Mein neuer türkischer Nachbar
Die Täter kamen bei Einbruch der Dunkelheit. Sie schmierten Hakenkreuze auf die Haustüre und zerstörten die Postkästen. Dann stiegen sie zwei Stockwerke hinauf, bis sie vor der Wohnung der türkischen Familie standen. Dort steckten sie die Türe in Brand und liefen davon.

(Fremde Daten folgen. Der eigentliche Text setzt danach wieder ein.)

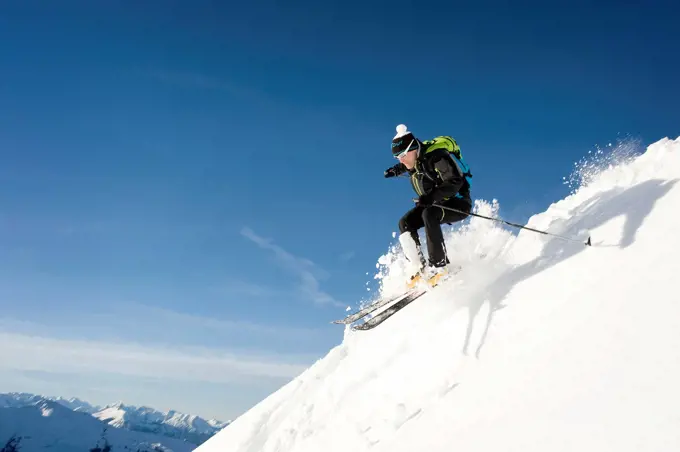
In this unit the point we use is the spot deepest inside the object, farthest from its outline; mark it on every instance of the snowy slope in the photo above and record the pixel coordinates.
(51, 426)
(539, 344)
(141, 419)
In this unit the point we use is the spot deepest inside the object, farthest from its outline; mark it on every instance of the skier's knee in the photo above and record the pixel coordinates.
(432, 214)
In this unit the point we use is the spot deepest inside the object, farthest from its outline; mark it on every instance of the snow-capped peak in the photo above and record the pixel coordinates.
(172, 424)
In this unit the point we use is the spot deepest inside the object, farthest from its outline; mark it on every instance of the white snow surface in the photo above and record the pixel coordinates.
(538, 344)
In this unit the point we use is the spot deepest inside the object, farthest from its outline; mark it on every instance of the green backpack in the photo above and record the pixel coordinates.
(448, 143)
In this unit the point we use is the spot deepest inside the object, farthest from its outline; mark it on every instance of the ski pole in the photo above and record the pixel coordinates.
(587, 243)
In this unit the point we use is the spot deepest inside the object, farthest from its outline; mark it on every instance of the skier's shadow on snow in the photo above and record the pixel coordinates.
(634, 203)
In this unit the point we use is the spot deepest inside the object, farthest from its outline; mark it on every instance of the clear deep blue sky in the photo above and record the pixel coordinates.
(210, 174)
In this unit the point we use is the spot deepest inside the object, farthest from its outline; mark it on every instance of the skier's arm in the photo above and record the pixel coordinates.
(452, 179)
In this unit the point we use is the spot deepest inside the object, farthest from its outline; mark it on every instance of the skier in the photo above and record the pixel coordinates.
(438, 176)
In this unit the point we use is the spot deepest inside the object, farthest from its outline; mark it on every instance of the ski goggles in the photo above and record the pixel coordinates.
(398, 150)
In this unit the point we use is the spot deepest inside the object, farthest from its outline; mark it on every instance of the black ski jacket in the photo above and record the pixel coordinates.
(437, 174)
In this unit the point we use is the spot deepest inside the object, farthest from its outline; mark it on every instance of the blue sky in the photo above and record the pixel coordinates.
(195, 188)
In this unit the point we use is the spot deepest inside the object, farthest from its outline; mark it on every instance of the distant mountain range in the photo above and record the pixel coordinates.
(37, 415)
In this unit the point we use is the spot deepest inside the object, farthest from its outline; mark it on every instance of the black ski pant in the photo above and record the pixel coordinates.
(431, 218)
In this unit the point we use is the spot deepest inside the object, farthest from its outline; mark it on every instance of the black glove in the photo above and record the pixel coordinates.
(425, 200)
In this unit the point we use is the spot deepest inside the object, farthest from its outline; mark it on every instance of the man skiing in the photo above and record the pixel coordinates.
(438, 176)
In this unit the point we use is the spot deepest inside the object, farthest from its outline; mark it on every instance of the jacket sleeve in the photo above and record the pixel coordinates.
(451, 179)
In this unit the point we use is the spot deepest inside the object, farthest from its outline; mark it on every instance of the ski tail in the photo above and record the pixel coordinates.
(370, 308)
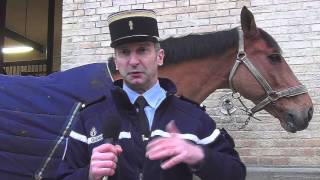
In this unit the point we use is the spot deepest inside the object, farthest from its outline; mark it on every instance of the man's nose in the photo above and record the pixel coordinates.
(133, 59)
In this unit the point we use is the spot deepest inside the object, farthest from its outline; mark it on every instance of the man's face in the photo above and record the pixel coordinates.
(138, 64)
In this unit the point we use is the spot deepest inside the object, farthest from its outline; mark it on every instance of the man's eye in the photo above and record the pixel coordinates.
(124, 51)
(142, 50)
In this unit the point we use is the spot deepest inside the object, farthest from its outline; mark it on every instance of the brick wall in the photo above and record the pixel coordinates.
(295, 24)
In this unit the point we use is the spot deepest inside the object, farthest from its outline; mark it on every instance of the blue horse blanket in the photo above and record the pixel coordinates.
(35, 114)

Der Gemeindebau an der Jedleseer Straße 75–95 ist ein typischer Nachkriegsbau. Von 1945 bis 1955 wurden hier in Floridsdorf 1260 Wohnungen aus dem Boden gestampft. Viele Floridsdorfer sind in diesem Hof aufgewachsen und alt geworden, in den vergangenen Jahren zogen dann vermehrt türkische Familien ein. Ein Drittel der knapp 500.000 Wiener Gemeindebau-Bewohner hat einen Migrationshintergrund, das ist auch in Jedlesee nicht anders. Spannungen sind die Folge. Höhepunkt: Die Brandlegung im Winter 2011. "Das war der Zeitpunkt, wo wir gesagt haben, wir müssen etwas unternehmen", sagt Claudia Hagenauer, Teamleiterin der Wohnpartner 21. Mit ihrem Team betreut sie Gemeindebauten in Floridsdorf und rief in Jedlesee das Projekt "Von Nachbar zu Nachbar" ins Leben.
Konfliktpotenzial
"Viele Konflikte sind im Grunde Generationenkonflikte oder Lärmkonflikte", sagt Hagenauer. Dem kann Mieterbeirätin Herta Honer nur zustimmen. Seit 48 Jahren lebt die agile Pensionistin im Gemeindebau in Jedlesee, in ihrem Wohnzimmer werden bei Guglhupf und Kaffee Probleme besprochen. "Ich bin in Strebersdorf in einem Zinshaus aufgewachsen. Wie es dort zugegangen ist – da ist es hier harmlos", sagt Herta Honer. Dennoch gebe es auch Ärger. "Eine Stiege weiter steht ein Fußballkäfig. Natürlich ist der laut. Aber als unsere Kinder jung waren, war es genauso laut." Auch Sperrmüll in Kellern oder die Nutzung der Grünflächen sorgen für Konflikte.
Manche Alteingesessene würden sich durch Migranten abgewertet fühlen, sagt Honer. "Zu meiner Zeit war es schwierig, eine Gemeindebauwohnung zu bekommen. Heutzutage zieht die Jugend lieber in eine Eigentumswohnung." Stattdessen kommen Migranten.